Two hundred and forty-six years ago, the British Empire was reeling mad at the people of Massachusetts. And fed up with the hotheads from the Colonies, they were going to show all of them that the Crown had parliamentary authority over them and would reverse the trend of resistance coming from America.
In March of 1774, the British parliament passed the Coercive Acts, known as the “Intolerable Acts” in the thirteen colonies. What they’d hoped to use to reassert their authority in America, only drove a deeper wedge between themselves and the Colonies. The result would be that about a year later the American Revolution would flare-up.
In the late 1700s, the people of the thirteen colonies considered themselves Englishmen but many were growing disillusioned with the policies of the British parliament. They were also becoming increasingly frustrated with what they felt was “taxation without representation.”
After the Seven Years War, the British Empire was deep in debt and in need of more cash.
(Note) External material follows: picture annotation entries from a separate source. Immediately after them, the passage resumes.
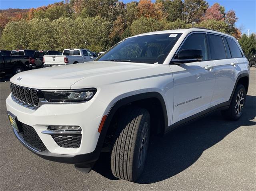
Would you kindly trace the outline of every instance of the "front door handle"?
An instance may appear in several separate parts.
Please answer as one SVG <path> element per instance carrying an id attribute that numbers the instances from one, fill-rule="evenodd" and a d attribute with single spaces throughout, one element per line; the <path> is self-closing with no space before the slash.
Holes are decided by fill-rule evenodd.
<path id="1" fill-rule="evenodd" d="M 213 69 L 214 67 L 214 66 L 210 66 L 210 65 L 207 65 L 206 66 L 204 67 L 204 68 L 206 70 L 209 70 L 210 71 L 212 71 L 212 69 Z"/>
<path id="2" fill-rule="evenodd" d="M 236 63 L 236 62 L 232 62 L 230 64 L 232 66 L 236 66 L 237 63 Z"/>

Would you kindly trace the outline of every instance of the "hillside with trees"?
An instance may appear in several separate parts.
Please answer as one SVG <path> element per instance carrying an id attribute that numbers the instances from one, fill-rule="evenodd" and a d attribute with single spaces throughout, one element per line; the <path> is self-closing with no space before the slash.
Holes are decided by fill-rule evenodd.
<path id="1" fill-rule="evenodd" d="M 106 50 L 126 37 L 157 30 L 203 27 L 241 37 L 235 12 L 204 0 L 70 0 L 0 11 L 0 49 Z"/>

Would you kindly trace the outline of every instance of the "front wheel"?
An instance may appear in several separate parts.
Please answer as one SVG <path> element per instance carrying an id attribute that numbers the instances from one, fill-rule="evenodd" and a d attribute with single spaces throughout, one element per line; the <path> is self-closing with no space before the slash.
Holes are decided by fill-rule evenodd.
<path id="1" fill-rule="evenodd" d="M 230 120 L 236 121 L 243 114 L 246 93 L 244 87 L 238 84 L 236 88 L 229 108 L 221 111 L 222 115 Z"/>
<path id="2" fill-rule="evenodd" d="M 114 176 L 134 182 L 142 172 L 149 143 L 150 117 L 143 108 L 129 107 L 120 114 L 111 165 Z"/>

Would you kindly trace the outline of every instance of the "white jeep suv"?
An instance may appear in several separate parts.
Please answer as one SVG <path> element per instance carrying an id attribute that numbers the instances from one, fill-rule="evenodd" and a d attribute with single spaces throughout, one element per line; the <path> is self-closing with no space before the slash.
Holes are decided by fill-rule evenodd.
<path id="1" fill-rule="evenodd" d="M 88 172 L 109 151 L 113 175 L 134 181 L 150 135 L 217 110 L 238 120 L 249 73 L 231 36 L 160 31 L 123 40 L 95 61 L 19 73 L 6 103 L 15 135 L 34 154 Z"/>

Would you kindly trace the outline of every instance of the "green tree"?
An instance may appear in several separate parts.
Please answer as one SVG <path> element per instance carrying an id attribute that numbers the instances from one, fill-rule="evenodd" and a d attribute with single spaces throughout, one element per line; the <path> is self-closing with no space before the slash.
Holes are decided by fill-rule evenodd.
<path id="1" fill-rule="evenodd" d="M 244 34 L 238 42 L 248 60 L 252 54 L 256 53 L 256 37 L 254 34 L 251 34 L 249 37 Z"/>
<path id="2" fill-rule="evenodd" d="M 204 20 L 195 26 L 197 27 L 206 28 L 219 31 L 224 33 L 228 33 L 228 25 L 224 21 L 217 21 L 214 19 Z"/>
<path id="3" fill-rule="evenodd" d="M 28 47 L 30 26 L 24 19 L 9 22 L 4 29 L 0 42 L 2 48 L 25 49 Z"/>
<path id="4" fill-rule="evenodd" d="M 163 30 L 164 26 L 162 22 L 151 18 L 147 18 L 141 17 L 132 24 L 130 27 L 130 31 L 132 35 L 133 35 Z"/>
<path id="5" fill-rule="evenodd" d="M 174 22 L 178 19 L 182 19 L 183 3 L 182 0 L 162 0 L 162 2 L 168 21 Z"/>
They felt that the Colonists needed to pay their share in maintaining the Crown. The parliament enacted a series of taxes, levied on the Colonies, to force them to pay what it was perceived as their fair share. However, the prevailing feeling in the colonies was the opposite.
Many of the colonists felt that these taxes were violations of their proper rights as Englishmen. They argued that since they had no voice in parliament, the Crown had no right to levy specific taxes on them. The ensuing protests forced the repeal of the Stamp Act, but parliament was steadfast in its belief that the British Empire had the right to legislate for the Colonies “in all cases whatsoever,” as was reflected in the Declaratory Act of 1766.
The Massachusetts Bay Colony and the people of Boston were a constant thorn in the side of the Empire and things began to get violent. In March of 1770, several people set upon a lone British sentry which led the way to the bloody killing of several Boston citizens by British soldiers.
The British passed the Tea Act and although it made British tea cheaper for the colonists, it gave a monopoly to the British East India Company. A group of colonists, called the Sons of Liberty, decided to act. They dressed up as Indians and dumped 342 chests of tea into Boston Harbor on December 16, 1773. This became known as the Boston Tea Party.
When parliament learned of this, they were incensed. They passed four acts, three of which were designed to punish the people of Massachusetts for the destruction of Crown property. These acts were known as the Coercive Acts.
The Boston Port Act – This act closed the port of Boston until the colonists paid for the tea thrown in the harbor and the king was satisfied that order had been restored.
The Massachusetts Government Act – This act unilaterally took away Massachusetts’s charter. Under the Government Act, nearly every position in the colonial government was to be appointed by either the governor, parliament, or the king. The act also limited town meetings in Massachusetts to one per year, unless the governor called for one.
The Administration of Justice Act – This act effectively gave British officials total diplomatic immunity to any act they committed in Massachusetts. They were basically immune to any criminal prosecution in the colony. It also allowed the Royal governor to order trials of accused royal officials to take place in Great Britain, or elsewhere within the Empire, if he decided that the defendant could not get a fair trial in Massachusetts.
The Quartering Act – This act applied to all of the thirteen colonies and not just Massachusetts. It sought to create a more effective method of housing British troops in America. The Quartering Act allowed a governor to house soldiers in available buildings if suitable quarters were not provided.
(A common persistent myth of the American Revolution was that this act was designed to force colonists to house British soldiers in their private homes but historians have debunked this in recent years: It was designed to house British soldiers in unoccupied buildings.)
The parliament had hoped that the Coercive Acts would isolate the hotheads from Massachusetts and force the other colonists to accede to parliamentary rule. However, this calculated risk had the opposite effect. Not only did many colonists rally to the cause of Massachusetts but they also drafted members for a Continental Congress. By September 1774, the First Continental Congress met in Philadelphia.
Events were thrusting both parties towards an inevitable clash. In April of 1775, the “shot heard ‘round the world” took place on Lexington Green and the resultant battles of Lexington and Concord saw the beginning of actual combat between the Colonists and the British Empire. The American Revolution had begun.